I have found out that using LBFGS is quite used in the Physics-Informed Neural Networks and I am wondering it it is interesting to use it for usual MLPs. Is there a way to use it in Flux?

Thank you for your answers!

FluxOptTools.jl lets you use Optim with Flux, and Optim has LBFGS.

1 Like

Interesting. Do you know if FluxOptTools will work with training on a gpu?

I don’t know, sorry, though it should be quick to test.

Thanks, it works really well. It’s quite impressive to see the efficiency of this optimizer. I wonder why it isn’t teached in ML lectures it’s so great.

Now, one last question : now we use the Optim optimize function that does everything in a black box manner. What is its stopping condition? Is there a way to change it?

I did try, but ran into trouble, which I didn’t make a serious effort to solve. I will look into it a bit more.

See the options available in Optim, e.g. iterations and callback.

Probably for two reasons. First, in traditional ML you are often doing stochastic optimization, where on each iteration you are sampling a batch of the training data (as opposed to full-batch training), both for efficiency and to avoid over-fitting (see also this nice lecture on stochastic gradient descent), and usually you are converging to relatively low accuracy (again to avoid overfitting — you don’t want a neural net trained to 10 decimal places). There are stochastic L-BFGS variants, but my (vague, possibly wrong) impression is that their advantages over Adam etc. are not as clear as in a non-stochastic high-accuracy setting.

Second, explaining how BFGS works is quite difficult. Even deriving a BFGS step in a basic form requires a lot of linear algebra and convex-optimization theory, then you have L-BFGS via low-rank approximation, and convergence proofs of BFGS are even harder. Most ML classes don’t assume the necessary background for students to cover any of this in detail.
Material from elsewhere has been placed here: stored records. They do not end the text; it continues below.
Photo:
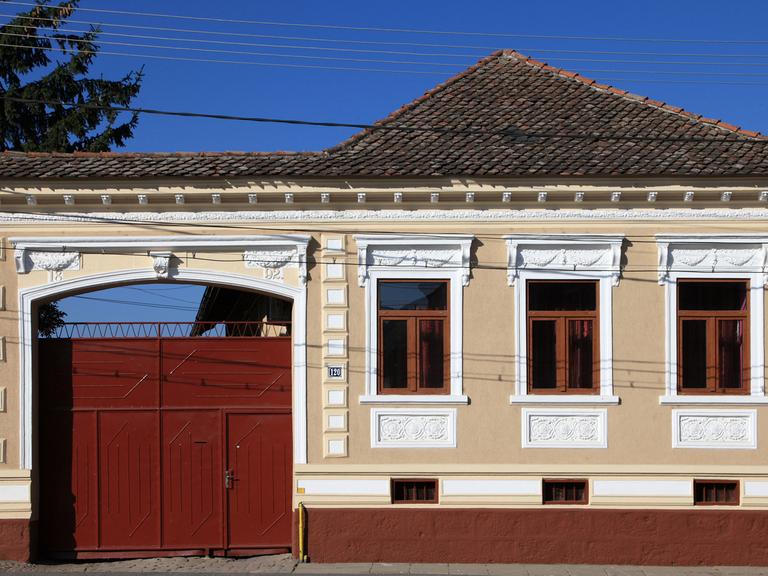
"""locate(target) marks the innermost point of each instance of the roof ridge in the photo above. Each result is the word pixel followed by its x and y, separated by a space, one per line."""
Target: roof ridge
pixel 177 154
pixel 679 111
pixel 392 116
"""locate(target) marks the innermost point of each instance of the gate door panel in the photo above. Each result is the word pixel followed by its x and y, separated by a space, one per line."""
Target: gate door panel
pixel 162 444
pixel 192 479
pixel 130 479
pixel 259 455
pixel 227 372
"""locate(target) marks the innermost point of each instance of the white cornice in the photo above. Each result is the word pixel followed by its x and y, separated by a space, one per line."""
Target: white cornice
pixel 422 215
pixel 64 251
pixel 579 252
pixel 735 253
pixel 413 251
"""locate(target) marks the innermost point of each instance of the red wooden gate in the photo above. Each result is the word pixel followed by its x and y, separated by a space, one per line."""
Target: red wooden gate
pixel 157 443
(But of course, they could mention L-BFGS as a black-box algorithm, handwave a bit about what it does, and show it off in an example.)


Speculating and spitballing quite a bit, (L)BFGS builds up some cross second derivative information, so it seems plausible that it can move down a local minimum faster than ADAM or similar methods. The limited memory version seems very appropriate for neural nets, which often have very many parameters, compared to many other problems.
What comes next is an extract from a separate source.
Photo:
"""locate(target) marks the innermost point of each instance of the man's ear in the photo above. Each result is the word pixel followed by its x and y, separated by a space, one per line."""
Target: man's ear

It seems conceivable to me that LBFGS could potentially get trapped in a local minimum more easily than more traditional methods for neural nets.

The caveat here is that the second-derivative information in BFGS becomes more accurate only as you approach a local minimum where the function is approximately quadratic, so sometimes the acceleration only kicks in when you are trying to refine the optimum to higher accuracies (which you often don’t do in typical ML, but do for PINNs). And the benefit might be quickly degraded by noise in stochastic optimization problems.

(The “momentum” terms in Adam etcetera also incorporate some second-derivative information, being closely related to conjugate-gradient methods.)

The way I see it is that rapidly moving into a local minimum is not really much of a benefit, if you end up trapped there, and that stochastic gradients are an important tool to avoid this happening. So, the performance of LBFGS relative to ADAM, etc, for nets to find a good local min, not just any local min, is probably an empirical question, and it may depend in the starting point.

Regarding second derivatives, the momentum feature of ADAM effectively forms an approximation to own second derivatives, I believe. LBFGS will also incorporate cross partial information, which seems to me to be a notable difference.